Sepasang manik madu Ichigo merunduk—tidak penuh, hanya setengah—sewaktu Inoue berlalu di mejanya. Lupa membalas senyum lebar si gadis berambut panjang yang biasa ia beri tanpa ragu.

Inoue masih tetap sama. Tidak berubah. Paling tidak, kilatan dan sorot tatapan padanya tidak pernah berubah. Tentu, tidak akan pernah berubah. Karena dari awal kisah ini dimulai, gadis itu sudah mencintainya.

Ichigo menyandarkan punggung pada sandaran bangku. Bukan untuk bersantai, tapi untuk mendengar lebih dekat merdunya tawa kecil gadis itu di sela bisik-bisik dengan teman di sampingnya.

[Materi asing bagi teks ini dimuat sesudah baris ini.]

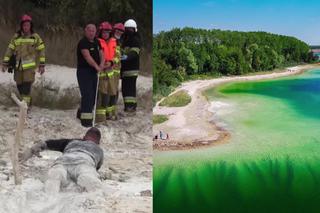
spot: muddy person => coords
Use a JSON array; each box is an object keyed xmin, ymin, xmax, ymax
[
  {"xmin": 19, "ymin": 127, "xmax": 103, "ymax": 194},
  {"xmin": 2, "ymin": 15, "xmax": 46, "ymax": 106},
  {"xmin": 77, "ymin": 24, "xmax": 104, "ymax": 127}
]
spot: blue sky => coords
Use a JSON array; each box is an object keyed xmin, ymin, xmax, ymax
[{"xmin": 153, "ymin": 0, "xmax": 320, "ymax": 45}]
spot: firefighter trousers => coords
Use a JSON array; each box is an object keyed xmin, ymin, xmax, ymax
[
  {"xmin": 77, "ymin": 68, "xmax": 97, "ymax": 127},
  {"xmin": 121, "ymin": 76, "xmax": 137, "ymax": 111}
]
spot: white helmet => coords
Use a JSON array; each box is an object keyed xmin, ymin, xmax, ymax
[{"xmin": 124, "ymin": 19, "xmax": 138, "ymax": 32}]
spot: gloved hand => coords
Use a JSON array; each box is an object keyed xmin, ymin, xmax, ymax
[{"xmin": 121, "ymin": 55, "xmax": 128, "ymax": 61}]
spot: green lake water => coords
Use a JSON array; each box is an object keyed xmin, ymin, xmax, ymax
[{"xmin": 153, "ymin": 70, "xmax": 320, "ymax": 213}]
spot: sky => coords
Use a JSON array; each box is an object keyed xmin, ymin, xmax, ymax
[{"xmin": 153, "ymin": 0, "xmax": 320, "ymax": 45}]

Inoue tetap sama. Tetap mencintainya, bahkan tanpa jawaban confession darinya.

Dirinya, Ichigo lah yang berubah. Tidak mampu lagi menatap Inoue dengan cara yang sama.

Hangat itu sudah perlahan-namun-pasti menginvasi hatinya. Kenyamanan itu mulai muncul.

.

.

.

.

.

Waktu punya caranya sendiri menjawab segala carut-marut misteri dalam kehidupan manusia. Tidak kecuali itu cinta.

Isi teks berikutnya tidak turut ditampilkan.